3.4.1.2.2. Ödüllendirme Yetersizliği

İşletmelerde iç-girişimcilik faaliyetlerinin başarısız olmasına neden olan unsurlardan biri de, işgörenlerin yeni fikirleri ortaya atma çabalarının yeterince ödüllendirilmemesidir. Ödüllendirmenin az olduğu ya da hiç olmadığı, bununla birlikte başarısızlık maliyetlerinin çok yüksek olduğu işletmelerde iç-girişimcilik faaliyetlerinin başarılı olması beklenemez. İşletmeler, yöneticilerinin ya da çalışanlarının girişimci nitelikler taşımalarını istiyorlarsa, ödüllendirme politikalarını da bu istekleri doğrultusunda şekillendirmelidirler. Pek çok işletme bu noktayı göz ardı etmektedir. Pek çok işletme, iç-girişimciliği desteklemek üzere gerekli olan ödüllendirme yapılarını değiştirme konusunda isteksiz ya da duyarsız kalmaktadır. Bunun temel nedeni ise, özellikle büyük işletmelerin söz konusu sistemlerinin yapısal ve sistematik olması ve bu yüzden de yönetiminin kolay, ancak değişiklik yapılmasının zor olmasıdır (Demirci, 2006: 79).

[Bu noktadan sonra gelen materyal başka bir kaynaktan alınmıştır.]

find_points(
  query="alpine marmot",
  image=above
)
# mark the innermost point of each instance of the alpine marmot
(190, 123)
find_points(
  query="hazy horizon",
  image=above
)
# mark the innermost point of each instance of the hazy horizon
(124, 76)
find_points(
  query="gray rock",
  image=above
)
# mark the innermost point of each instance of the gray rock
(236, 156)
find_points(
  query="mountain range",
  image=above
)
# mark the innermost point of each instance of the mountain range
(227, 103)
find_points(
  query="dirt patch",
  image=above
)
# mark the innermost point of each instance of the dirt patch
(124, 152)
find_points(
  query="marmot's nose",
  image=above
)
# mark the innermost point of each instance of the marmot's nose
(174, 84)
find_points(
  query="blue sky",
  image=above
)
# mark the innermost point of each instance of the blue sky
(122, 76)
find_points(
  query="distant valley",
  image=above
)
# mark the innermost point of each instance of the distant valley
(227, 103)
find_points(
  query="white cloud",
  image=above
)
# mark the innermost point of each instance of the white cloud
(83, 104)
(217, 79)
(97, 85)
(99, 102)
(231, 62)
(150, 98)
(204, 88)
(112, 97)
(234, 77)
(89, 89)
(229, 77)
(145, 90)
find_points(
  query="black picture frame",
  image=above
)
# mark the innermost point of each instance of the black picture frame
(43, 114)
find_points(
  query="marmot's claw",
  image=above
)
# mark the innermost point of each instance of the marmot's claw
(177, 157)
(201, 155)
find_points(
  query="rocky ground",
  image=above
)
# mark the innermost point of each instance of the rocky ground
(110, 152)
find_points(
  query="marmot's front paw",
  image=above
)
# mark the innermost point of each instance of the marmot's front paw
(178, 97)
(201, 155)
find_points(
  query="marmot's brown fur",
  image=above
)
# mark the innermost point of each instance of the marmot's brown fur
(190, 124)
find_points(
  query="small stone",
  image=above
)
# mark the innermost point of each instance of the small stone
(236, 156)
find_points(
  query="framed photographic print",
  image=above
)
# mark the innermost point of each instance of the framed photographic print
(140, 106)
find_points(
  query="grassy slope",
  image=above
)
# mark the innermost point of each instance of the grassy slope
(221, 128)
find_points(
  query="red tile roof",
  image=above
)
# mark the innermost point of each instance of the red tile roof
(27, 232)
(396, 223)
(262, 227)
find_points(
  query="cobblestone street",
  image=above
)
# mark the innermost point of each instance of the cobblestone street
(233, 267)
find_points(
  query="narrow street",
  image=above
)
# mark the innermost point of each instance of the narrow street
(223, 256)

3.4.1.2.3. Etkin Zaman Sağlayamama

İç-girişimciliği iklimi oluşturmaya çalışan işletmeler işgörenlerden hem fonksiyonel görevlerini yerine getirmelerini, hem de fırsatları takip etmelerini ve değerlendirmelerini beklemektedir. Eğer işgörenler ortaya attıkları fikirlere yeterince inanmıyorlar ve gerçekten bir fırsat olarak görmüyorlarsa, hem günlük işlerini yapmak hem de fikirleri ile ilgili projeyi yürütmek konusunda isteksiz kalacaklardır. Günümüz küresel rekabet koşullarında sürekli performans artış beklentileri de ele alındığında, işletmedeki bireylerin günlük çalışma süreleri sürekli artabilmektedir. Bu koşullarda çalışan bir işgörenin, yenilik fırsatlarını takip etmek için gerekli zamanı ve motivasyonu kalmayacaktır (Demirci, 2006: 80).

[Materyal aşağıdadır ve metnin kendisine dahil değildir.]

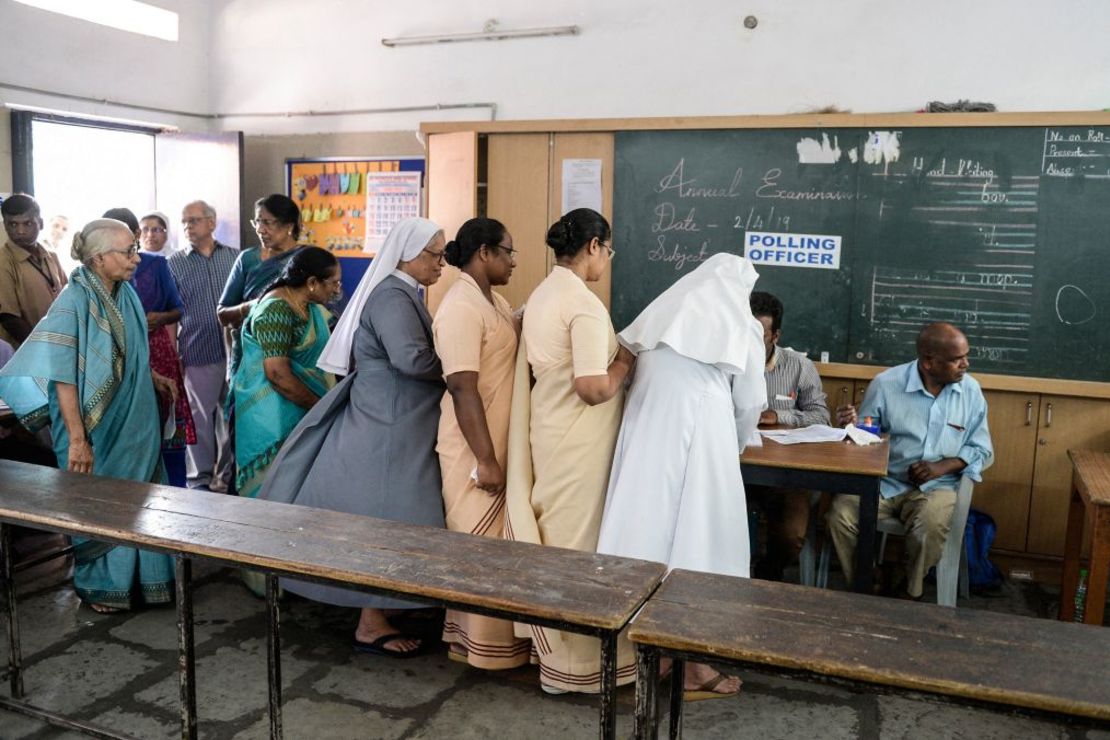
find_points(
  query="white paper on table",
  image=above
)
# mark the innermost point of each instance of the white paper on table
(815, 433)
(582, 184)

3.4.1.2.4. Çalışma Arkadaşları ve Yöneticiler

İşletmelerde iç-girişimcilik faaliyetlerinin başarısını olumsuz olarak etkileyebilecek unsurlardan bir tanesi de iç-girişimci işgörenin çalışma arkadaşları ve yöneticileridir. İşyerindeki rekabet, terfi mücadelesi gibi nedenlerden dolayı bireysel başarıların engellenmeye çalışılması söz konusu olabilmektedir. Çalışma arkadaşlarının yanı sıra işletmenin yöneticileri de iç-girişimcileri destekleyen bir davranış geliştirmez ise iç-girişimcinin motivasyonu kaybolmaktadır (Demirci, 2006: 81).

3.4.1.2.5. İç-Girişimcilik Kavramının Anlaşılamaması

Günümüzde bazı yönetim kavramları moda olmakta, modayı takip etmek isteyen işletmeler tarafından kullanılmak istenmektedir. İç-girişimcilik kavramı da günümüz güncel yönetim kavramlarından bir tanesidir. Ancak pek çok işletmenin yöneticisi iç-girişimcilik faaliyetlerinin ne anlama geldiği ve işletmelerine ne kazandıracağı konusunda bilgi sahibi değildir. Konu hakkında bilgisi olmayan yöneticiler, iç-girişimciliği, kötü giden işletme performanslarını düzeltebilecek bir uygulama olarak görmektedirler. Yaratıcı düşünceye ihtiyaç duyulduğunu ifade eden bazı yöneticiler ise, iç-girişimciliği istediklerini verebilecek sihirli bir değnek olarak algılamaktadırlar. Bu noktada öncelikle iç-girişimcilik kavramının ne ifade ettiği, işletme faaliyetleri ve çalışanlar için nasıl katma değer yaratacağı, işletmenin rekabet gücünü nasıl etkileyeceği gibi faktörlerin anlaşılmış olması son derece önemlidir (Demirci, 2006: 81).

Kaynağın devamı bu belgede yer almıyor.